文/下川裕治 写真・動画/中田浩資

 

■不定期路線バスに乗るために、渡嘉敷島へ

 ゴールデンウイークに渡嘉敷島に渡ろうとした。しかし朝の便は満席だった。「とまりん」と呼ばれる泊ふ頭旅客ターミナルからは、何回となくフェリーや高速に乗ってきた。予約をしたことなど1回もなかった。

離島に向かう船はいつもすいている」

 そんな認識が僕のなかにはあった。しかしそんな離島便の常識を新型コロナウイルスは変えてしまったのかもしれない。2年間、沖縄の離島に行けなかった思いが、一気に予約に走らせた。そういうことにも思えた。

 沖縄の観光業界にしたら、やっとこういう状態に戻ってきたと胸をなでおろしていたのかもしれない。船会社にしても、めったにない満席である。相撲のように、満席御礼は出なかったが。

 しかし僕らは大変だった。ライブの予定もあった。それらをキャンセルし、日程を組みなおさなくてはいけなかった。

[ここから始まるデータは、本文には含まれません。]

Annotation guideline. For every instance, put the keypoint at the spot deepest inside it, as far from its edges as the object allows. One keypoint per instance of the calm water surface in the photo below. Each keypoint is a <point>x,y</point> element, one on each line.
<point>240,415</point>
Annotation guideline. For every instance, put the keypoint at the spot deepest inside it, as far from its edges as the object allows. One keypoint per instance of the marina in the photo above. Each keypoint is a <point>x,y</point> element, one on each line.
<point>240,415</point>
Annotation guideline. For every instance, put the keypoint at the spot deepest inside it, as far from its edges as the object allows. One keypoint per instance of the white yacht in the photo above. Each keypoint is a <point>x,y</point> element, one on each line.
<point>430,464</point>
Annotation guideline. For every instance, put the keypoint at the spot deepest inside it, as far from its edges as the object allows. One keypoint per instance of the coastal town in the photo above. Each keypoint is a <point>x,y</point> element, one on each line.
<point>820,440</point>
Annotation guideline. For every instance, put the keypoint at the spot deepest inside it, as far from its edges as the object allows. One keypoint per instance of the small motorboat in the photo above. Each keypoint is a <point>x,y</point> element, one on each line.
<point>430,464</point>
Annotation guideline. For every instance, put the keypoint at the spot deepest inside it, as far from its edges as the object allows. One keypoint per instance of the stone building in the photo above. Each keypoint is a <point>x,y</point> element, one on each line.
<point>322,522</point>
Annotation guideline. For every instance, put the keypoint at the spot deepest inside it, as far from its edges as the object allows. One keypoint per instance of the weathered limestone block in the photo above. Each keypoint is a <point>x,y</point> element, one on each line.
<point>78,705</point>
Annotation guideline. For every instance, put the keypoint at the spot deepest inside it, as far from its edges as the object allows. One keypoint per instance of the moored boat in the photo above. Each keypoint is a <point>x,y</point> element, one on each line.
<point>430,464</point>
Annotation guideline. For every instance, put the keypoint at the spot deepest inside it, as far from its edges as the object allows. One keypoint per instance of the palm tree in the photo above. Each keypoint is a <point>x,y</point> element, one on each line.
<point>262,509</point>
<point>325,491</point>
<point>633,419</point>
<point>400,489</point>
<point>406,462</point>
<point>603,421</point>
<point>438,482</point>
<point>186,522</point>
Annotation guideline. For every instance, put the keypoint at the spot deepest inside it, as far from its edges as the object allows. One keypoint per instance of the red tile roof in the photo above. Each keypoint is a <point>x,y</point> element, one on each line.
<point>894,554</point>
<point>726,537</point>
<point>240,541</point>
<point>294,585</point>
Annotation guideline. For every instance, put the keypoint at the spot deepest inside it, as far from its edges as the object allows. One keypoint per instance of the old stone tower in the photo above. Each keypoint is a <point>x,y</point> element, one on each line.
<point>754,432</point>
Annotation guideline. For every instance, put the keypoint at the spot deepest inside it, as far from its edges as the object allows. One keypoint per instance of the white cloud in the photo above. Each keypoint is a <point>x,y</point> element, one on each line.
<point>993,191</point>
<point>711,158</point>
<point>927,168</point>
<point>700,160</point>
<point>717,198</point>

 満席になったのは、9時発のマリンライナーという高速船と10時発のフェリーだった。そして渡嘉敷島から戻る最終のマリンライナーも満席だった。日帰りで渡嘉敷島のビーチというのが、多くの観光客の行動パターンだった。自然と満席になる便は決まってくる。

 しかし僕らは路線バスだった。渡嘉敷島の港から阿波連ビーチを結ぶバスが1本あった。

 沖縄の離島の路線バスを乗りつぶすという企画が進んでいた。なかなか大変だったが、なんとか離島のバスを乗り終えた。しかし渡嘉敷島のバスは除外していた。

 路線バスというのは運賃をもらって運行する以上、なかなか面倒なルールがある。沖縄には自家用車有償旅客運送という枠組みで路線バスを走らせている離島は少なくない。そこにも市町村運営有償運送、交通空白地有償運送などがある。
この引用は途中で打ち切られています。